GLOSSARY
Private-Accredited Investor
By Jurisdiction:
United States, as defined by the United States Securities and Exchange Commission:
An accredited investor, in the context of a natural person, includes anyone who:
- earned income that exceeded US$200,000 (or US$300,000 together with a spouse) in each of the prior two years, and reasonably expects the same for the
current year; or - has a net worth over US$1 million, either alone or together with a spouse (excluding the value of the person’s primary residence).
Singapore, as defined by the Monetary Authority of Singapore:
An individual:
- whose net personal assets exceed in value the minimum amount of S$2 million (or its equivalent in a foreign currency) or such other amount as the Authority may prescribe in place of the first amount, and in determining whether an individual’s net personal assets exceeds the minimum amount, the estimated fair market value of an individual’s primary residence less any outstanding amounts in respect of any credit facility granted to the individual or any other person that is secured by that residence, shall not account for more than $1 million (or its equivalent in a foreign currency) of the minimum amount; or
- whose income in the preceding 12 months is not less than S$300,000 (or its equivalent in a foreign currency) or such other amount as the Authority may prescribe in place of the first amount.
United Kingdom, as defined by the Financial Conduct Authority.
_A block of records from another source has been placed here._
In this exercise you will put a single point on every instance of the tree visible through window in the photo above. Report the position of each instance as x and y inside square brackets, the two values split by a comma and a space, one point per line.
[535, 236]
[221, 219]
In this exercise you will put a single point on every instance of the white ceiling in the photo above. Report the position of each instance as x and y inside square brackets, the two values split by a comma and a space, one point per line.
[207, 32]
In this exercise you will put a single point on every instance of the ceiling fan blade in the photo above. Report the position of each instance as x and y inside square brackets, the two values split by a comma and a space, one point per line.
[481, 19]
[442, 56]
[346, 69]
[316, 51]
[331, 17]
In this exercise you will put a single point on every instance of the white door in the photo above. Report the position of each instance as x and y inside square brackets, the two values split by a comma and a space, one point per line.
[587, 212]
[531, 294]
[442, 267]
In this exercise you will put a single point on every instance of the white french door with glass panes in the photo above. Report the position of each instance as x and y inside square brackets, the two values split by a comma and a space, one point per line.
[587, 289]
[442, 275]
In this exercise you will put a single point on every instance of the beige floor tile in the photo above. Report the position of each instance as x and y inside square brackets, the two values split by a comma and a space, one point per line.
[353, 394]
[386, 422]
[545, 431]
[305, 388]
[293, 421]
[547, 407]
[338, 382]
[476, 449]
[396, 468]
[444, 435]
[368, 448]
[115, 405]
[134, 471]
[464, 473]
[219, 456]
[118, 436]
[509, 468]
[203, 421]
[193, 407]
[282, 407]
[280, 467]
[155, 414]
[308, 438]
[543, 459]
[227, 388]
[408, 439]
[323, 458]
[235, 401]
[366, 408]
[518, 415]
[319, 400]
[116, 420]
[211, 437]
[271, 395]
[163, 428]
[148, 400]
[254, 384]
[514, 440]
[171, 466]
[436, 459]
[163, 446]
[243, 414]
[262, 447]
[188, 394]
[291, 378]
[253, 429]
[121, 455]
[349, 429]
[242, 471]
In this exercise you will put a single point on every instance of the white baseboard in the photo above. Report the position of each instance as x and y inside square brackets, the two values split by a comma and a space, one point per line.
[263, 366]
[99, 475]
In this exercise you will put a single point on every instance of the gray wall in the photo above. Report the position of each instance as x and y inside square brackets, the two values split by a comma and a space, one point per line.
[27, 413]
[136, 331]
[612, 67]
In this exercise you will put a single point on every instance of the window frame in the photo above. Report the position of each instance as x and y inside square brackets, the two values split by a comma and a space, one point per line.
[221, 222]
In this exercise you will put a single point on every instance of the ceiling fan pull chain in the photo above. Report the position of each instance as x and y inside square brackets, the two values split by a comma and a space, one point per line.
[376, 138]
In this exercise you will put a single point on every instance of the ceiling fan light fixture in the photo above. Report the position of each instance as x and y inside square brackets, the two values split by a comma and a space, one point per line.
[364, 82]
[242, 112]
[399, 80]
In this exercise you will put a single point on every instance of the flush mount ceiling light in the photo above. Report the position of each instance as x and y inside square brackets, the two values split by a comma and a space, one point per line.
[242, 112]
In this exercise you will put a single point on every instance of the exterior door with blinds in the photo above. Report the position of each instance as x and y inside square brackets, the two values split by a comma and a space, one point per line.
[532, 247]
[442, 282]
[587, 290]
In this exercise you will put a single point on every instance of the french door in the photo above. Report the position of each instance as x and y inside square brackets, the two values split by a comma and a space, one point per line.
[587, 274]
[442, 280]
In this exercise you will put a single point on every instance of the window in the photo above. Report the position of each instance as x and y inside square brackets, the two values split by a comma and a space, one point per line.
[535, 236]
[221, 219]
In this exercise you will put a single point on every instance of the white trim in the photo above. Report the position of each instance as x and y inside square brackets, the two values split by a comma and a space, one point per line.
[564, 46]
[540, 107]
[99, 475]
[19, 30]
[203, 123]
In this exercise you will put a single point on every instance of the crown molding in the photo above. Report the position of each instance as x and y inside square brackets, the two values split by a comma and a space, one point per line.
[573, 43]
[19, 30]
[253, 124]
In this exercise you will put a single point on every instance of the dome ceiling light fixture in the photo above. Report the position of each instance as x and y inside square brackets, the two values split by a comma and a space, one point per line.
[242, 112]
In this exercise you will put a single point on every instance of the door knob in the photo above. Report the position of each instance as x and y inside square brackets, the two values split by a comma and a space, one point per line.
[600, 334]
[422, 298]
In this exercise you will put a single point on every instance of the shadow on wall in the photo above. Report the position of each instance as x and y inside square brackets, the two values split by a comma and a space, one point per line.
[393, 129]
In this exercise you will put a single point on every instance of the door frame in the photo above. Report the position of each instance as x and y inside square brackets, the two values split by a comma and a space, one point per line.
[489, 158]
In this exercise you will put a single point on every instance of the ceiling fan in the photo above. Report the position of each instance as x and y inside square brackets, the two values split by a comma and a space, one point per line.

A “Self-Certified Sophisticated Investor” is an individual who:
- is a member of a network or syndicate of business angels and have been so for at least the last six months; or
- has made more than one investment in an unlisted company in the last two years; or
- is working, or have worked in the last two years, in a professional capacity in the private equity sector, or in the provision of finance for small and medium enterprises; or
- is currently, or has been in the last two years, a director of a company with an annual turnover of at least £1 million.